1039SAT.do

*** do 1039SAT

local do "1039"
local tag "$tag/`do'" 

 ** Average SAT scores
    
    local oldvar "sat_avg"
    local newvar "Nsat_avg"
    local varlab "Average SAT equivalent scores"
    global addvars "$addvars `newvar'"

    clonevar `newvar' = `oldvar'
    lab var `newvar' "`varlab'"
    sum `oldvar' `newvar'
    recode `newvar' -99=.
    sum `oldvar' `newvar'

    list unitid instnm Nsat_avg if Nsat_avg<800, clean noob

    note `newvar': [`oldvar'] Average SAT equivalent score of students admitted. ///
         The SAT average is a constructed item from Scorecard using IPEDS data. /// 
         Laura thinks that this variable is from 13-14, but there seems to be a /// 
         lack of clear documentation. IPEDS reports the 25th and 75th percentiles /// 
         of admitted students for all three SAT subjects. Scorecard used this /// 
         info to construct an overall average. The exact equation is not obvious, /// 
         From what I can see, it seems that the equation is (sat_avg = reading + /// 
         math + writing). For each of the subject, the score is the average of /// 
         the 25th and 75th percentiles. Some schools used all three subjects /// 
         and thus have higher scores in sat_avg, and some schools used only /// 
         reading and math. 10 schools have scores lower than 800. It’s possible /// 
         that these schools used 1 or 2 subjects in the calculation. One may /// 
         judge this by looking ///
         at what school it is. | `tag' 

    note `newvar': I don't know exactly how Scorecard construct the average SAT ///
         scores, but I like the idea of taking average from the scores based on /// 
         25 and 75 percentiles. This means that extreme scores are excluded from /// 
         the calculations. Scores from 25th and 75th percentiles, like medians, /// 
         are less affected by extreme values. If we can, we should using average /// 
         scores of 25th and 75th percentiles from 2007-2012 data. This has 2 /// 
         advantages--it takes care year variations, and it is not affected ///
         by extreme values. | `tag' 
         
    note `newvar': 160 schools have -99 (NULL). These are likely schools /// 
         that require no SAT. We should think how to deal with this. Should /// 
         not be simply missing values. | `tag'

*** Average SAT 07-13

 ** Check variables
 
    nmlab Nsat_avg sub_SAT_1213-SAT_Writ_75_0708 sub_SAT_1314-SAT_Writ_75_1314

    list unitid Nsat_avg sub_SAT_1213 SAT_critread_25_1213 SAT_critread_75_1213 /// 
                SAT_math_25_1213 SAT_math_75_1213 SAT_Writ_25_1213 SAT_Writ_75_1213 ///
                in 1/100, clean noob

 ** Average reading, math, and writing scores for 0708 0809 0910 1011 1112 1213
    
    foreach nam in 0708 0809 0910 1011 1112 1213 1314 {

        qui gen read`nam' = (SAT_critread_25_`nam' + SAT_critread_75_`nam') / 2
        qui gen math`nam' = (SAT_math_25_`nam' + SAT_math_75_`nam') / 2 
        qui gen writ`nam' = (SAT_Writ_25_`nam' + SAT_Writ_75_`nam') / 2

        qui gen coun`nam' = 0 // # of subjects available for a given year
        qui replace coun`nam' = coun`nam' + 1 if read`nam'<.
        qui replace coun`nam' = coun`nam' + 1 if math`nam'<.
        qui replace coun`nam' = coun`nam' + 1 if writ`nam'<.

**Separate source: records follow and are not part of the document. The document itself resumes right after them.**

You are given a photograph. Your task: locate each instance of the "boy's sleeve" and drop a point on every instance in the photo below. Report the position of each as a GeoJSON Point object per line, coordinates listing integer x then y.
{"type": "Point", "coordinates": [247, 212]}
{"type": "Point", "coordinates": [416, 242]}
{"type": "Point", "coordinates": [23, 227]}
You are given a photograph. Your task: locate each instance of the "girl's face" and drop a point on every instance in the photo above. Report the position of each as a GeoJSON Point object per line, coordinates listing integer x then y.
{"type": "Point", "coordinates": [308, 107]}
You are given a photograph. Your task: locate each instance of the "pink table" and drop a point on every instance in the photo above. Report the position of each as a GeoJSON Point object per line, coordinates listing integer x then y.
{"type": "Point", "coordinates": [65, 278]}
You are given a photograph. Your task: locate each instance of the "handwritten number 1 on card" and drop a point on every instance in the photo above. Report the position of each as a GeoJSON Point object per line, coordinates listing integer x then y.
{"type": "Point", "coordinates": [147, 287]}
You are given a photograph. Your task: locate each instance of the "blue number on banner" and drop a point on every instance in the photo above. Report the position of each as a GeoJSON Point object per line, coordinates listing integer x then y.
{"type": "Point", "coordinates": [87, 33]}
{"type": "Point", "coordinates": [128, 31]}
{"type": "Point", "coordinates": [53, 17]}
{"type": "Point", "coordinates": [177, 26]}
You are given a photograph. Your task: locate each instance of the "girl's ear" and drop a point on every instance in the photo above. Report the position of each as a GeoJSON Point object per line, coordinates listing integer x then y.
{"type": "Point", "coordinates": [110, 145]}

        qui alpha read`nam' math`nam' writ`nam', gen(avgSAT`nam')
        lab var avgSAT`nam' "Average SAT scores `nam'"
    }

    sum coun1213 read1213 math1213 writ1213 coun1112 read1112 math1112 writ1112 /// 
        coun1011 read1011 math1011 writ1011 coun0910 read0910 math0910 writ0910 /// 
        coun0809 read0809 math0809 writ0809 coun0708 read0708 math0708 writ0708 Nsat_avg, sep(4) 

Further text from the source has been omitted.